Scrape Wikipedia using NodeJs

February 20, 2023 By Pascal Schmidt web scraping

Wikipedia is a data-rich website and contains a large amount of information. This data can be used to take appropriate decisions or you can use it to train bots or neural networks.

In this post, we are going to scrape Wikipedia using Nodejs. We are going to target this page from Wikipedia. You can also read Web Scraping with Nodejs if you are a beginner and want to learn how websites can be scraped using Node.js

Before starting with scraping you should visit this page to completely analyze the page design.

Setting up the prerequisites

Before we start coding we have to install certain libraries which are going to be used in the course of this article. I am assuming that you have already installed Node.js on your machine.

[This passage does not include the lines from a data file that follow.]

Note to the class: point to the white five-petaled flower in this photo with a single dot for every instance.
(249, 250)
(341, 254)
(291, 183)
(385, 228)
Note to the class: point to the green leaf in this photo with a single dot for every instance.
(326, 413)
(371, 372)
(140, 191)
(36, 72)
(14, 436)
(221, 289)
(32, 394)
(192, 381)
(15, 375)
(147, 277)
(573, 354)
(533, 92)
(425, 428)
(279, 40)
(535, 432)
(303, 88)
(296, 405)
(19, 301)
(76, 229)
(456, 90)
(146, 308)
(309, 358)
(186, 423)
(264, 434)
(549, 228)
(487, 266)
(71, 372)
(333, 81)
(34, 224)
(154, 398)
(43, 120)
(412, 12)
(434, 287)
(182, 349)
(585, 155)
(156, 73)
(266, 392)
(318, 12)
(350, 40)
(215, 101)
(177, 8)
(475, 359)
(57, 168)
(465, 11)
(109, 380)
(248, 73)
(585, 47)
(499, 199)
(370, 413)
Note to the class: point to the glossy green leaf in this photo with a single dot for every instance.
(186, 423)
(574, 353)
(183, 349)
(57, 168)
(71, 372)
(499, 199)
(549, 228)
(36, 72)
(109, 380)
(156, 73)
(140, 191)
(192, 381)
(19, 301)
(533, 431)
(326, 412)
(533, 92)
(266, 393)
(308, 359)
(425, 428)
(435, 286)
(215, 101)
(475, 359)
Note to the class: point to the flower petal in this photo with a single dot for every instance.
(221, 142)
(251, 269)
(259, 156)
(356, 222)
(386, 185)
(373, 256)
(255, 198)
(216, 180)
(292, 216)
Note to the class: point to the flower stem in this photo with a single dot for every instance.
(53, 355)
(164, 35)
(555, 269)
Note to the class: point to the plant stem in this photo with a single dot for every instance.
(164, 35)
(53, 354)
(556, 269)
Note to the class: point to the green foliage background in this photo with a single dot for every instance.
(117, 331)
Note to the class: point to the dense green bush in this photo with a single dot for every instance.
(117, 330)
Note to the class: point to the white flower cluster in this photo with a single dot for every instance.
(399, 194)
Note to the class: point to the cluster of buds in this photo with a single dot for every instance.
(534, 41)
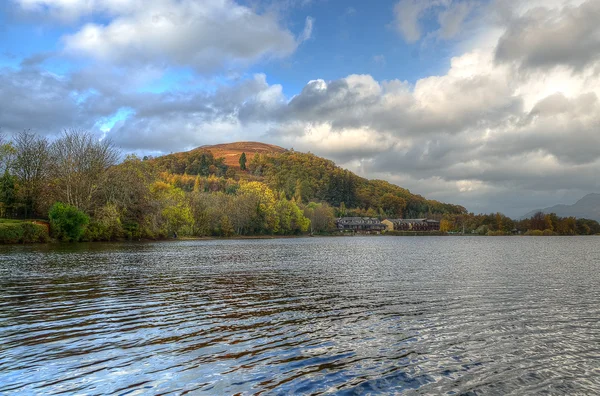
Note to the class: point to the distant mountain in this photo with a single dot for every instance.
(587, 207)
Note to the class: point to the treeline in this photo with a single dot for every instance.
(79, 186)
(499, 224)
(76, 184)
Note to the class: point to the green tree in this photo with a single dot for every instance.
(67, 222)
(226, 227)
(243, 161)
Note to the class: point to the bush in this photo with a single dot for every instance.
(67, 223)
(534, 233)
(23, 232)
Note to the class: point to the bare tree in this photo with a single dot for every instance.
(31, 167)
(80, 166)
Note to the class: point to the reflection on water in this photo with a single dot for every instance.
(302, 316)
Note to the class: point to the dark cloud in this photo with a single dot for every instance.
(547, 37)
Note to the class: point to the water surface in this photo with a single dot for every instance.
(353, 315)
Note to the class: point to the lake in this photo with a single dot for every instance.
(348, 315)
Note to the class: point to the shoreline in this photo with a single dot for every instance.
(264, 237)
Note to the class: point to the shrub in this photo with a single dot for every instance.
(534, 233)
(67, 223)
(23, 232)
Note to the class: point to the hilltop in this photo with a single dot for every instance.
(231, 151)
(587, 207)
(302, 176)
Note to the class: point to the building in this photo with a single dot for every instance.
(411, 225)
(364, 225)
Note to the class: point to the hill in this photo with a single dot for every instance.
(304, 177)
(231, 151)
(587, 207)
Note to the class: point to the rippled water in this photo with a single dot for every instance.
(354, 315)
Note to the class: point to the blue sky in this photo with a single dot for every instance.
(491, 104)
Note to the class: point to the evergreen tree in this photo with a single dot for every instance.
(243, 161)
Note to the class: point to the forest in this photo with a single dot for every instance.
(80, 188)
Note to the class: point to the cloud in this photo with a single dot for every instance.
(307, 32)
(46, 103)
(379, 60)
(450, 15)
(510, 125)
(548, 37)
(208, 35)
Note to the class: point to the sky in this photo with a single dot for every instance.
(493, 105)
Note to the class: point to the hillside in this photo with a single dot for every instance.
(587, 207)
(302, 176)
(231, 151)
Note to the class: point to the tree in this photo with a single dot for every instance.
(393, 205)
(321, 217)
(226, 227)
(243, 161)
(79, 167)
(445, 225)
(30, 166)
(67, 222)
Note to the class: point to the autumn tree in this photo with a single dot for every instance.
(31, 167)
(80, 165)
(321, 217)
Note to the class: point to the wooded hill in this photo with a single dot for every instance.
(302, 176)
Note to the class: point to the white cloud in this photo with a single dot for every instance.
(208, 35)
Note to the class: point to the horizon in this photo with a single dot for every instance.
(459, 101)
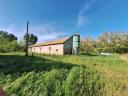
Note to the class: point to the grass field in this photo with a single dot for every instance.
(44, 75)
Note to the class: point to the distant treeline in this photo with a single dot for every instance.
(9, 42)
(113, 42)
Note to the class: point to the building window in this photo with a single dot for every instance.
(50, 48)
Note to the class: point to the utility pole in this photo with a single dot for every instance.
(26, 54)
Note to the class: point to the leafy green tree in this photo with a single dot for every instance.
(6, 35)
(32, 39)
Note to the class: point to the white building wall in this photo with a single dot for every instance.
(57, 49)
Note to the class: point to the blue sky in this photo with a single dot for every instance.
(51, 19)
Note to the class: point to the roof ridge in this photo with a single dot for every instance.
(53, 42)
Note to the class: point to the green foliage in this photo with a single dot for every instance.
(115, 42)
(8, 42)
(7, 36)
(32, 39)
(6, 46)
(43, 76)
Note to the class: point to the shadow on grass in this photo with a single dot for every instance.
(10, 64)
(89, 54)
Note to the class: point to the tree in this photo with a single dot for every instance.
(6, 35)
(32, 39)
(8, 42)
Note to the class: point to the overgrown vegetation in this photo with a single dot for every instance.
(9, 42)
(113, 42)
(47, 76)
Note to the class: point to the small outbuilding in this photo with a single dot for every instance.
(63, 46)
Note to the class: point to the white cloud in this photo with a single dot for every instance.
(44, 32)
(82, 18)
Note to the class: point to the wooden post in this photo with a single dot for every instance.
(27, 40)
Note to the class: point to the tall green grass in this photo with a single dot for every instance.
(48, 76)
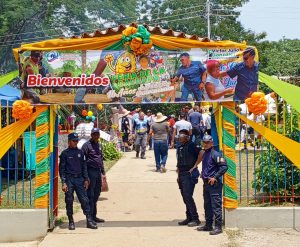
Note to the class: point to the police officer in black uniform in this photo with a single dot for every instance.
(74, 177)
(213, 168)
(187, 154)
(94, 160)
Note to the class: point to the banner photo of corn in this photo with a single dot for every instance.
(147, 75)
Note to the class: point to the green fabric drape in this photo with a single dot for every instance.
(290, 93)
(4, 79)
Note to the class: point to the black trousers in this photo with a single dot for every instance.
(187, 186)
(213, 203)
(77, 185)
(94, 189)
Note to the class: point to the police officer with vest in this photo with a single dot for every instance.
(140, 128)
(95, 167)
(74, 177)
(187, 153)
(213, 168)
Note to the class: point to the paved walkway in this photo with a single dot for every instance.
(141, 209)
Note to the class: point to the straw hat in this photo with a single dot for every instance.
(159, 117)
(124, 113)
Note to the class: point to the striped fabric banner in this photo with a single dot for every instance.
(228, 129)
(42, 160)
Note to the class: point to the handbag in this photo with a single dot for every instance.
(104, 184)
(195, 175)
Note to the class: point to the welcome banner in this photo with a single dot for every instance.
(104, 76)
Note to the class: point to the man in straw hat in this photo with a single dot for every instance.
(140, 128)
(125, 128)
(159, 131)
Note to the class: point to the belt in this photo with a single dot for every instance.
(74, 175)
(205, 180)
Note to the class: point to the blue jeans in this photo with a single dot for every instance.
(77, 185)
(160, 152)
(212, 195)
(192, 89)
(187, 186)
(94, 189)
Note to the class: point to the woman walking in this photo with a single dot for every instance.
(159, 131)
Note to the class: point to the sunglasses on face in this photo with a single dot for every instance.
(246, 57)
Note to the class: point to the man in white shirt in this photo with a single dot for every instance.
(179, 125)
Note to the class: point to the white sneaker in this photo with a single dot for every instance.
(163, 169)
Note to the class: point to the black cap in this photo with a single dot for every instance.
(95, 130)
(250, 51)
(207, 138)
(73, 137)
(185, 54)
(184, 131)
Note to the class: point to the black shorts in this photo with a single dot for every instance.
(125, 137)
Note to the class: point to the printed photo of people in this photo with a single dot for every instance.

Before installing the libraries let’s create a folder where we will keep our scraping files.

mkdir wikipedia

Now, using npm install the required libraries.

npm install unirest
npm install cheerio

Unirest: This library will be used to make a GET request to the host website.

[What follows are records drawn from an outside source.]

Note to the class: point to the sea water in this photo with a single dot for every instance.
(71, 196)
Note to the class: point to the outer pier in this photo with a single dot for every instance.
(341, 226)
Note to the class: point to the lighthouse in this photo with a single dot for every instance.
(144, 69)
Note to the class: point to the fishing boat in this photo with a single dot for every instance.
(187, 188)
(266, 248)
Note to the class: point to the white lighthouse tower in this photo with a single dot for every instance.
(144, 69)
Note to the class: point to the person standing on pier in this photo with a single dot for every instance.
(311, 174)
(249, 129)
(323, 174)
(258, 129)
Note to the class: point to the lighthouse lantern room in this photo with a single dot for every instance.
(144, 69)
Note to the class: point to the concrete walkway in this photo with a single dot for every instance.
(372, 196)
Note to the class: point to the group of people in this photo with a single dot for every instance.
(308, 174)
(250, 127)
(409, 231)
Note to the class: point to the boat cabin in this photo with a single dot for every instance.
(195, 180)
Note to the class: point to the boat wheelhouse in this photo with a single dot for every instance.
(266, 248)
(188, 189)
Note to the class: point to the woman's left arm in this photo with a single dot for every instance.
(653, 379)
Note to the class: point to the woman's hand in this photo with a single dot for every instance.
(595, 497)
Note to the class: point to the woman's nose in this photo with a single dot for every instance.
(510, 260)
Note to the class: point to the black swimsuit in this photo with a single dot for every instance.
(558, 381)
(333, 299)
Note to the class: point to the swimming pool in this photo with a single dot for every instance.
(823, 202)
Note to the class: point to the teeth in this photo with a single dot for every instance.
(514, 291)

Cheerio — It will be used for parsing HTML.

Also, create a file where you write the code.

What are we going to extract?

We are going to extract titles and their explanations. It is always better to decide what you want to scrape before even writing a single line of code.

The title is in red and the explanation is in green color.

Scraping Wikipedia

Before we start writing the code, let’s find the location of titles and their explanation inside the DOM.

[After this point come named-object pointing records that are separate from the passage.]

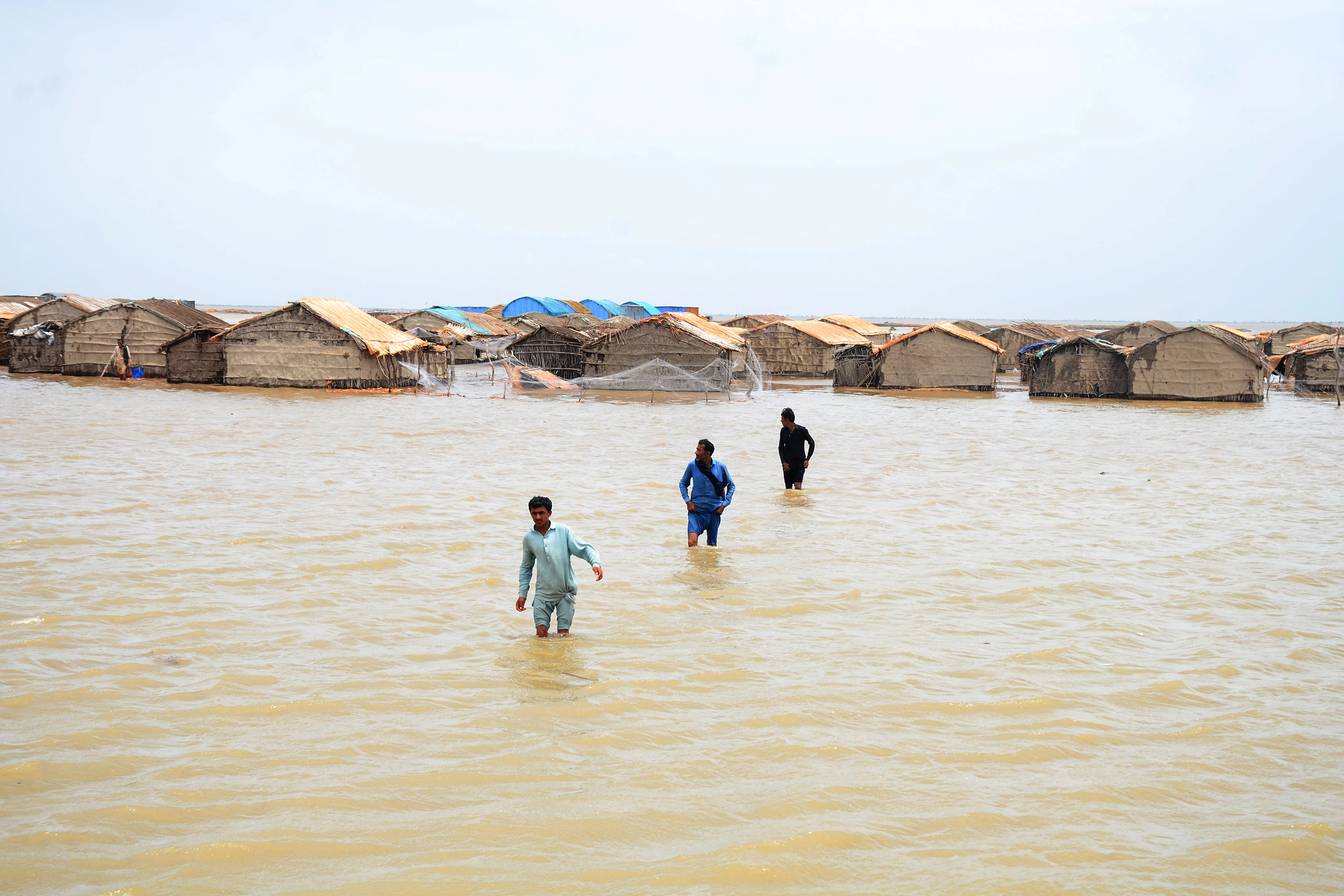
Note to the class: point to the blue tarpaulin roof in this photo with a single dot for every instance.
(534, 304)
(640, 309)
(604, 309)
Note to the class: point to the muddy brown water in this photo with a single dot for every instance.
(262, 641)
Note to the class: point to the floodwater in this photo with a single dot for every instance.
(264, 641)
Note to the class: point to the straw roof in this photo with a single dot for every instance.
(857, 324)
(706, 330)
(949, 328)
(750, 322)
(1316, 344)
(179, 314)
(374, 335)
(1240, 334)
(822, 331)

As you can see all these explanations are under the p tag.

All the headings are under h2 tag.

Let’s code this in node.js step by step.

  1. The first step would be to import all the libraries that we installed earlier.
const unirest = require('unirest');
const cheerio = require('cheerio');

This will import unirest and cheerio in our file.

2. We will make a GET request to our target page in order to get the HTML code from the page.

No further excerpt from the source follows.